#!/usr/bin/python
# Various approaches to a "safe" repr that never generates too much text.
# Demonstrates various approaches to laziness in a Python setting.
# In order to be more comprehensible, doesn't cover every Python type,
# leaving out new-style classes in particular; and it doesn't even try
# to be object-oriented.
# I want to emphasize that this code is not part of any production
# code, and several of the implementations use a number of techniques
# that make it unnecessarily hard to understand. There may be places
# where these techniques are called for, but they should be used very
# sparingly!
# (If you're programming in Haskell, you're probably using these
# techniques without even knowing it. They cause less trouble in
# Haskell due to being implicit in the language.)
# I am writing this warning because in my early days as a programmer,
# I was enthusiastic about learning advanced new algorithms and ways
# of structuring programs, and I would often use them in contexts
# where they weren't really helpful. In this case, the entire point
# of this module is to demonstrate different approaches to structuring
# a problem and understand their strengths and weaknesses; most
# programs have some more practical purpose that includes
# maintainability, which conflicts with complexity and unfamiliar
# program structures.
# If you need something like this module in Python in real life, you
# might try the TextRepr class inside pydoc.

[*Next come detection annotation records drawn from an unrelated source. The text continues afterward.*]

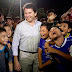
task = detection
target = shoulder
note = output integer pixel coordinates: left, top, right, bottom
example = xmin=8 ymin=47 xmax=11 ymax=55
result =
xmin=36 ymin=21 xmax=42 ymax=26
xmin=67 ymin=36 xmax=72 ymax=40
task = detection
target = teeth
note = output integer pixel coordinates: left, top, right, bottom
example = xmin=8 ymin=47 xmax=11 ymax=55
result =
xmin=42 ymin=35 xmax=44 ymax=36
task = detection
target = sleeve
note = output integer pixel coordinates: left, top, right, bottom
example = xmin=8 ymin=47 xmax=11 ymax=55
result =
xmin=39 ymin=39 xmax=42 ymax=49
xmin=8 ymin=48 xmax=12 ymax=61
xmin=12 ymin=25 xmax=20 ymax=56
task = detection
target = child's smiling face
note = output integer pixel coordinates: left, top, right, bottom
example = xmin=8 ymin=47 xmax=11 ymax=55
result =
xmin=4 ymin=26 xmax=12 ymax=37
xmin=40 ymin=26 xmax=49 ymax=39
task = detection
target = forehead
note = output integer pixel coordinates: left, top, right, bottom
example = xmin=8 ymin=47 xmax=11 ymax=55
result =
xmin=24 ymin=8 xmax=33 ymax=12
xmin=61 ymin=23 xmax=68 ymax=26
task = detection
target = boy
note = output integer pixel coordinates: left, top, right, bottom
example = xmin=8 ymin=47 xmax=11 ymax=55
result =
xmin=0 ymin=27 xmax=13 ymax=72
xmin=60 ymin=21 xmax=72 ymax=38
xmin=47 ymin=9 xmax=57 ymax=26
xmin=38 ymin=22 xmax=56 ymax=72
xmin=45 ymin=26 xmax=72 ymax=72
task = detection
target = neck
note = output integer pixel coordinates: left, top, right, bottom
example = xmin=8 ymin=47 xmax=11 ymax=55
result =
xmin=54 ymin=36 xmax=64 ymax=46
xmin=0 ymin=44 xmax=4 ymax=50
xmin=29 ymin=19 xmax=35 ymax=26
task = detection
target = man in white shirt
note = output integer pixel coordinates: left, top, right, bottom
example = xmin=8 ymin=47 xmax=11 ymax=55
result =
xmin=12 ymin=3 xmax=41 ymax=72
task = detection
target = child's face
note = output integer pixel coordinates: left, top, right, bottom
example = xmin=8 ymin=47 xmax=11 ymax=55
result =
xmin=47 ymin=12 xmax=57 ymax=20
xmin=7 ymin=19 xmax=12 ymax=25
xmin=0 ymin=32 xmax=8 ymax=45
xmin=56 ymin=23 xmax=61 ymax=27
xmin=40 ymin=26 xmax=48 ymax=39
xmin=4 ymin=26 xmax=12 ymax=37
xmin=60 ymin=23 xmax=69 ymax=35
xmin=49 ymin=27 xmax=62 ymax=39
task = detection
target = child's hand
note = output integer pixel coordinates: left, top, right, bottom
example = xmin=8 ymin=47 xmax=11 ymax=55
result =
xmin=7 ymin=43 xmax=11 ymax=49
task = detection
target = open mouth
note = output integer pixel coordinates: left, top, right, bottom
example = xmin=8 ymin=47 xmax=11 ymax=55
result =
xmin=53 ymin=32 xmax=56 ymax=35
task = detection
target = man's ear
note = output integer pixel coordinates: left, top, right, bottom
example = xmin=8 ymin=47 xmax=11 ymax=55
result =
xmin=68 ymin=28 xmax=72 ymax=32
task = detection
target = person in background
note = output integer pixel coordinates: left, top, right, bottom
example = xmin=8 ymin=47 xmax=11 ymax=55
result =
xmin=60 ymin=21 xmax=72 ymax=38
xmin=12 ymin=3 xmax=41 ymax=72
xmin=6 ymin=17 xmax=14 ymax=31
xmin=45 ymin=26 xmax=72 ymax=72
xmin=38 ymin=22 xmax=56 ymax=72
xmin=47 ymin=9 xmax=57 ymax=26
xmin=3 ymin=24 xmax=13 ymax=48
xmin=40 ymin=18 xmax=47 ymax=23
xmin=0 ymin=13 xmax=5 ymax=27
xmin=0 ymin=27 xmax=13 ymax=72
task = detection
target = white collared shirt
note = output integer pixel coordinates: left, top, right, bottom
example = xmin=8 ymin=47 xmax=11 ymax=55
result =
xmin=12 ymin=20 xmax=41 ymax=56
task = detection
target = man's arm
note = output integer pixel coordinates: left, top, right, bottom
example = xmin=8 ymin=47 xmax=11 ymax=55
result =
xmin=12 ymin=25 xmax=21 ymax=71
xmin=14 ymin=56 xmax=21 ymax=71
xmin=8 ymin=60 xmax=13 ymax=71
xmin=45 ymin=42 xmax=72 ymax=61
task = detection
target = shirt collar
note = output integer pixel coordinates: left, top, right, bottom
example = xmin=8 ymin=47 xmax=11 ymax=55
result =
xmin=55 ymin=38 xmax=67 ymax=48
xmin=25 ymin=19 xmax=37 ymax=24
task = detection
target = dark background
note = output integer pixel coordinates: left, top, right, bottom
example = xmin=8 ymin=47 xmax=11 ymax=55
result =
xmin=0 ymin=0 xmax=72 ymax=15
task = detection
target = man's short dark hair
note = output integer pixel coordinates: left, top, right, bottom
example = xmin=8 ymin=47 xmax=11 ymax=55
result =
xmin=46 ymin=9 xmax=56 ymax=15
xmin=0 ymin=27 xmax=6 ymax=33
xmin=23 ymin=3 xmax=37 ymax=12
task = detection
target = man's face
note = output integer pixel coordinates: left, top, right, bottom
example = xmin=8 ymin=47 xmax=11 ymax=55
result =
xmin=49 ymin=27 xmax=62 ymax=39
xmin=24 ymin=8 xmax=37 ymax=22
xmin=40 ymin=26 xmax=49 ymax=39
xmin=4 ymin=26 xmax=12 ymax=37
xmin=60 ymin=23 xmax=69 ymax=34
xmin=7 ymin=19 xmax=12 ymax=25
xmin=0 ymin=32 xmax=8 ymax=45
xmin=47 ymin=12 xmax=57 ymax=20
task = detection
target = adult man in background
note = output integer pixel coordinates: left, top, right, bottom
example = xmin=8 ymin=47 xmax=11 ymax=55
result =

It works reasonably well
# for most things, even though it's not too hard to get it to produce
# uselessly voluminous output:
# >>> yy = []
# >>> for ii in range(4): yy = [yy] * 20
# ...
# >>> xx = pydoc.TextRepr().repr(yy)
# Or take several hours to run; just change the 4 to a larger number,
# such as 7.
import types
class UnhandledType(Exception): pass
### Dumb simple version: generate whole thing, then truncate it. 22 lines.
# Doesn't "work" in the sense of "never generating too much text", and
# it's trivial to make it painfully slow; for example:
# >>> x = 'x' * 10485760
# >>> for ii in range(100): x = [x]
# ...
# >>> safe_repr.safe_repr_1(x, 200)
#
"[[[[[[[[[[[[[[[[[[[[[[[[[[[[[[[[[[[[[[[[[[[[[[[[[[[[[[[[[[[[[[[[[[[[[[[[[[[[[[[[[[[[[[[[[[[[[[[[[[[['xxxxxxxxxxxxxxxxxxxxxxxxxxxxxxxxxxxxxxxxxxxxxxxxxxxxxxxxxxxxxxxxxxxxxxxxxxxxxxxxxxxxxxxxxxxxxxxxxxx"
# It takes a few seconds to generate that result, as does repr(x)[:200].
# All the other implementations (except for safe_repr_2, which doesn't handle
# strings) generate it instantly.
def _safe_repr_1(val):
if isinstance(val, types.ListType):
return '[%s]' % ', '.join(map(_safe_repr_1, val))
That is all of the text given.